From internal blogging throughout the company-wide intranet to Coca-Cola University, the company provides employees with opportunities for training and further education, so that active participation around sustainability can start at the top and strengthen its foundation as it trickles down to the lowest rung on the corporate ladder.
Keys to Sustainable Growth: Setting Targets and Creating Partnerships
One can look at something like the PlantBottle and be critical about the company’s commitment to it. They claim to be working towards making the bottle, which is 30% comprised of renewable sources, completely renewable. But why only the Dasani and Vitamin Water lines and not across the entire portfolio? Granted, it is one of the largest corporations out there, and implementing change takes time. And a lot of logistics. Not to mention dealing with food/fuel issues and sourcing existing sugar cane rather than planting new stocks, which company officials say they are working to address.
No one can deny that Coca-Cola’s existence inevitably means some sort of environmental impact–it’s unfortunately a given that products will end up in landfills and garbage patches in oceans–but what’s important to note about Coca-Cola’s relationship to the environment and the world around it is its recognition. It recognizes its size, and more importantly, the potential for power and influence that size brings (both positive and negative). It recognizes its ability (and perhaps, necessity) to change. As Seabright mentioned above, one of the great things large multinationals have is resources. And when big companies start incorporating sustainability ethics into their practices–albeit economically motivated or from a more magnanimous place–they have the power to led the way and set the standard.
But where do you start? For Coca-Cola, that start came with forging partnerships. Coca-Cola first partnered with the WWF to attempt to address its environmental impact in places like India, Brazil, and Mexico. In examining the particular cases, they realized that much larger targets and goals needed to be created. “It was a good push,” said Seabright. “A push that was welcomed.”
For example, in terms of water, what started off as a commitment to become 20% more water efficient in 2012 than in 2004, quickly evolved into something much broader. WWF helped Coke realize it also needed to be “giving back drops.” We needed to “give back to nature the amount of water we use,” said Seabright. In 2007, Coca-Cola used 300 billion liters of water across the board. 120 billion liters went out as part of product, and 180 billion went into operations. By 2010, the company wants to clean and return all water that is used in operations. In addition, it wants to increase its support of drip irrigation, rainwater harvesting, and rainforest preservation, so that they are helping to save as much as water as what goes into their products.
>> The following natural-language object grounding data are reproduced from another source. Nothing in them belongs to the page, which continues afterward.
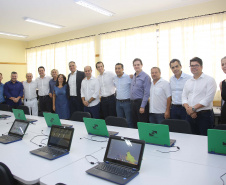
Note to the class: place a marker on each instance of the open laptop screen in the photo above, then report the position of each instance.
(19, 127)
(125, 151)
(61, 137)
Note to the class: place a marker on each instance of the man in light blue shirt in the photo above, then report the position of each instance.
(123, 83)
(2, 99)
(177, 82)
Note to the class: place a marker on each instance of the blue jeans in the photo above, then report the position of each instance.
(201, 123)
(123, 110)
(178, 112)
(156, 118)
(94, 111)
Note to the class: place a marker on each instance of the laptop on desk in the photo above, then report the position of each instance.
(19, 114)
(59, 143)
(216, 141)
(156, 134)
(97, 127)
(122, 160)
(16, 132)
(53, 119)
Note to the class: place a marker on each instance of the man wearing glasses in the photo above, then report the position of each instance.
(197, 98)
(177, 82)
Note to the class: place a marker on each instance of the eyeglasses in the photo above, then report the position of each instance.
(194, 66)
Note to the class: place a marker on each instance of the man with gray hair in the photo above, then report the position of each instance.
(30, 96)
(74, 88)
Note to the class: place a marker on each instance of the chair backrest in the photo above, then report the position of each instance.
(220, 127)
(6, 176)
(5, 107)
(180, 126)
(24, 108)
(78, 116)
(116, 121)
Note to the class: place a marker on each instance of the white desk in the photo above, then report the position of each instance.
(154, 170)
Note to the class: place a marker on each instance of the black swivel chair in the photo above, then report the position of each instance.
(180, 126)
(5, 107)
(78, 116)
(116, 121)
(24, 108)
(220, 127)
(6, 176)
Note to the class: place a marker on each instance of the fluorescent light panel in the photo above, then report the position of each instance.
(42, 23)
(13, 34)
(94, 7)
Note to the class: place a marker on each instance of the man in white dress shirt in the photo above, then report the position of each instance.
(177, 82)
(30, 96)
(197, 98)
(107, 88)
(90, 93)
(45, 102)
(160, 97)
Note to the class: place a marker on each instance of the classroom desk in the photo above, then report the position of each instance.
(154, 170)
(28, 168)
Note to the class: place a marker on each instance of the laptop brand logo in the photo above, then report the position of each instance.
(95, 126)
(153, 133)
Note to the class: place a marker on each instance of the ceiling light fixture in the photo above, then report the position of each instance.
(12, 34)
(42, 23)
(94, 7)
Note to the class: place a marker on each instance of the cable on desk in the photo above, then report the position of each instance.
(106, 139)
(222, 178)
(178, 148)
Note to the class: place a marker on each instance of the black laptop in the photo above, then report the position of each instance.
(122, 160)
(16, 132)
(59, 143)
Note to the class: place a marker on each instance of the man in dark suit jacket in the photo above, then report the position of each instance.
(74, 84)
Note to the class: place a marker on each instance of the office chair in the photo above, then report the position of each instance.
(180, 126)
(5, 107)
(24, 108)
(116, 121)
(78, 116)
(220, 127)
(6, 176)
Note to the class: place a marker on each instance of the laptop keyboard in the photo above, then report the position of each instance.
(52, 151)
(115, 169)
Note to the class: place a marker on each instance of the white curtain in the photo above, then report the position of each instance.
(81, 51)
(124, 46)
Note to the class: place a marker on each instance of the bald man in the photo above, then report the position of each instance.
(90, 91)
(30, 96)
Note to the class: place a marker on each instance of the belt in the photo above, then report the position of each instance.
(125, 100)
(103, 98)
(177, 105)
(203, 111)
(29, 99)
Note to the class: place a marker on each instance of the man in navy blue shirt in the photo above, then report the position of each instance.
(13, 90)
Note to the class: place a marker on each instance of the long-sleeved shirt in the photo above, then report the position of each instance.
(140, 88)
(200, 91)
(2, 99)
(123, 86)
(91, 88)
(13, 90)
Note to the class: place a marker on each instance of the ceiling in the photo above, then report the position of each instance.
(72, 16)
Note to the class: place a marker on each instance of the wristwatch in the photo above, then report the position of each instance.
(194, 109)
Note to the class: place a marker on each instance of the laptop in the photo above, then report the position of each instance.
(216, 141)
(97, 127)
(122, 160)
(19, 114)
(59, 143)
(156, 134)
(53, 119)
(16, 132)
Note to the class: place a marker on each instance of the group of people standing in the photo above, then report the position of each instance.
(134, 97)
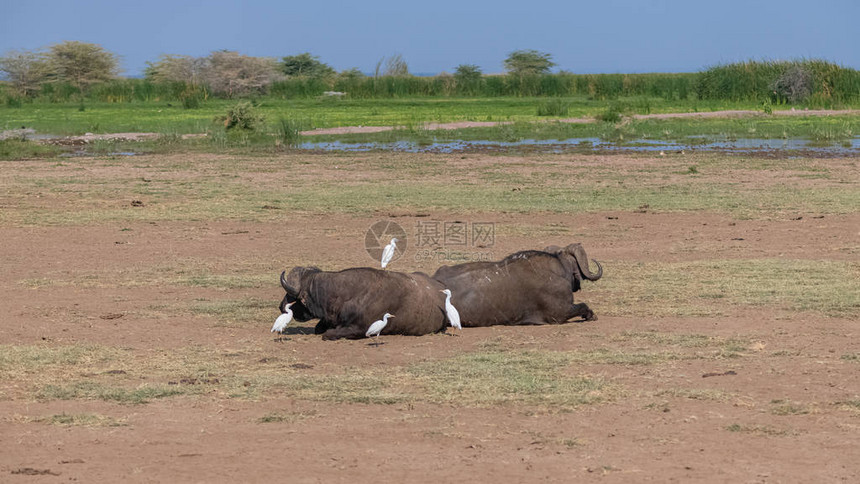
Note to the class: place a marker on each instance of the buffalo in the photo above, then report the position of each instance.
(528, 287)
(347, 302)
Effectively, Coca-Cola wants to be a net-zero water consumer. It’s an ambitious, but realistic goal.
“These aren’t just bolt-ons for PR,” added Seabright. Things like water stewardship and efficient packaging are “intrinsic to operations and sound business strategies.” And partnering with third parties like the Nature Conservancy and the WWF not only validate the seriousness of their efforts, they also provide expertise and address challenges a company like Coca-Cola may not be able to on its own. Most importantly, they provide pushes. And those pushes will provide subsequent pushes to smaller companies who look to the Coca-Colas of the world to provide leadership.